We have previously installed dual T4 cards in an R450 server. The cards ran nicely and idle at 30C.
I installed single L4 cards in a few more R450 servers, but before I configured any drivers or used any of them, I noticed these cards were too hot to handle comfortably. (I had to go back in to remove the plastic tape from one.) nvidia-smi indicates these cards are around 70C at idle. My Data Scientist finds the L4 is benchmarking worse than the T4, and we reckon that the card is throttling due to thermal management.

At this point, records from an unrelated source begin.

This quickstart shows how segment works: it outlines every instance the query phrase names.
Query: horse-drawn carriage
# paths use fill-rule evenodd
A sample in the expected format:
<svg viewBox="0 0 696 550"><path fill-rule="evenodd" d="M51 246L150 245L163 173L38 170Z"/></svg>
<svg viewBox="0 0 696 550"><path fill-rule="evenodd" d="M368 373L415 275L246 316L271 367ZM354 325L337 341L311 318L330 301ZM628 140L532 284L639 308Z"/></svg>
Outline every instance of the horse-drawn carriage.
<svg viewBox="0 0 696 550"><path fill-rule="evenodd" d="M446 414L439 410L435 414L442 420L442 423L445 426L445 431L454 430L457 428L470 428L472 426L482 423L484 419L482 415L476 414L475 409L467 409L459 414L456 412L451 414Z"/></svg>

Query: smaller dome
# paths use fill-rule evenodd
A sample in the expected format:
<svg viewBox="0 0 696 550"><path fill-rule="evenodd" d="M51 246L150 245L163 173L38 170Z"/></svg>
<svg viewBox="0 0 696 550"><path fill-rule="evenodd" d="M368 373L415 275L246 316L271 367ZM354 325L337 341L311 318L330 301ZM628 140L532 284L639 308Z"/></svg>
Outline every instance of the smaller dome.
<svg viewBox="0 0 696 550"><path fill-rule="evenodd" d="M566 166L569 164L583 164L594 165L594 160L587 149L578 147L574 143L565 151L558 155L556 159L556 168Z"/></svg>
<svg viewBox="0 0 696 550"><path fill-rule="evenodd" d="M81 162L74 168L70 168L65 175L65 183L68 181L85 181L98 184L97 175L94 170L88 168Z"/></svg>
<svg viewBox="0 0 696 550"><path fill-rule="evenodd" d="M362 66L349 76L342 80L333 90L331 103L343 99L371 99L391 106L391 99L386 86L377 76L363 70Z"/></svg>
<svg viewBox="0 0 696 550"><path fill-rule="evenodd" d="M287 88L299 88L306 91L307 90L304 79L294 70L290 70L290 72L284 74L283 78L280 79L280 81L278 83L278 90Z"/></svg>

The pattern we see, comparison with AWS, or our T4s, is the clocks are running high at idle (2000+ MHz versus hundreds) so it’s like they’re locked into some kind of non-scaling mode.
L4 clocks at idle:
Clocks
Graphics : 2040 MHz
SM : 2040 MHz
Memory : 6250 MHz
Video : 1770 MHz
Applications Clocks
Graphics : 2040 MHz
Memory : 6251 MHz
Default Applications Clocks
Graphics : 2040 MHz
Memory : 6251 MHz
T4 clocks at idle:
Clocks
Graphics : 300 MHz
SM : 300 MHz
Memory : 405 MHz
Video : 540 MHz
Applications Clocks
Graphics : 585 MHz
Memory : 5001 MHz
Default Applications Clocks
Graphics : 585 MHz
Memory : 5001 MHz
We see Performance State P8 on our T4, but the L4s alternate between P8 and P0. It looks like P0 may be a “thermally throttled” state above 70C.
I generated a nvidia-bug-report.log.gz
but do not see how to post it. Is it possible to obtain technical support from Nvidia?